Burton stepped up to the booth, held out his arms, and said, “Honey, start huggin’!”
“Scared her to death, I guess,” he said. “She didn’t do it.”
Burton almost didn’t survive the war in which so many U.S. Navy men died on ships that served in the oceans around the world. He wasn’t wounded during his 31/2 years on the high seas, but said he believes he came within five minutes of dying.
He said his ship, the USS Saucy, a gunboat escorting U.S. convoys in the North Atlantic and the Caribbean, was hit by a torpedo from a German submarine.
“I had left the compartment just five minutes before it hit. Several men died in that compartment, which had to be sealed off while we limped into port for repairs.”
His memories of his war days are a bit fuzzy
to him now and he doesn’t remember where the torpedoing happened or the port where the ship went into dry dock while repairs were made.
“That was really the only time we were in deep trouble during my time on her,” he said.

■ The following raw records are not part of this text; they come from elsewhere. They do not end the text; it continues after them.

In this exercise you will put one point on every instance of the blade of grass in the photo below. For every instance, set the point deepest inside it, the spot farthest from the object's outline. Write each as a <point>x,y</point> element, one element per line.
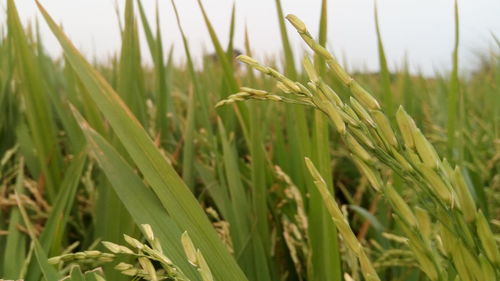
<point>37,112</point>
<point>15,250</point>
<point>385,76</point>
<point>135,195</point>
<point>325,256</point>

It was in May 1943 that his ship assisted in the salvage of a torpedoed tanker, towing the ship into port and participating in repair operations for the next two weeks.
“I was a gunners mate, but I didn’t fire the guns. I repaired them and kept them in working order,” he said.
The sub hunter’s armament included a 4-inch gun, two 20-mm guns, two depth charge tracks and four depth charge projectors.
“With all the corrosion from that saltwater we really had to look after those guns and projectors.”
The Saucy (an adjective meaning impertinent boldness), a Temptress-class corvette, was launched in Northern Ireland in 1940 and served in Great Britain’s Royal Navy until 1942. On April 30 of that year she was transferred to the United States Navy at Belfast and commissioned the same day under the command of Lt. A.J. Smith as one of a group of corvettes transferred to the U.S. Navy under the Lend Lease plan.
It was 202 feet long and had a complement of 87 men. It began escort duty in the Caribbean, initially convoying ships between Trinidad and Barbados.
Burton, who was honorably discharged in late summer 1945, still served on the ship during its final days with the Navy on escort duty between Newfoundland, Greenland and Iceland.
Burton dropped out of Hitchins High School to join the Navy to “see the world.”
His medals he won include the World War II, the European African Middle East, the Asiatic Pacific Campaign and the American Campaign.
After the war, he moved to the South Shore area after landing a job at the Empire-Detroit Steel Mill in New Boston. He worked there for about 35 years, until it closed in 1980.
He has one daughter, Diane, who lives in Phoenix, Ariz., and has given him three grandchildren.
He and his second wife, the former Pearl Davis, share a nice brick home in King’s Addition, behind McKell Elementary School.
She has one artificial knee and says the other one is headed that way. But on just about any given Friday night, you’ll find her with Lee, at Whitey’s Music Barn in Wheelersburg, clogging round the floor or tap-dancing to a lively tune.
“Tap-dancing, clogging, square dancing. We love them all,” said Lee. “Dancing keeps the world on keel.”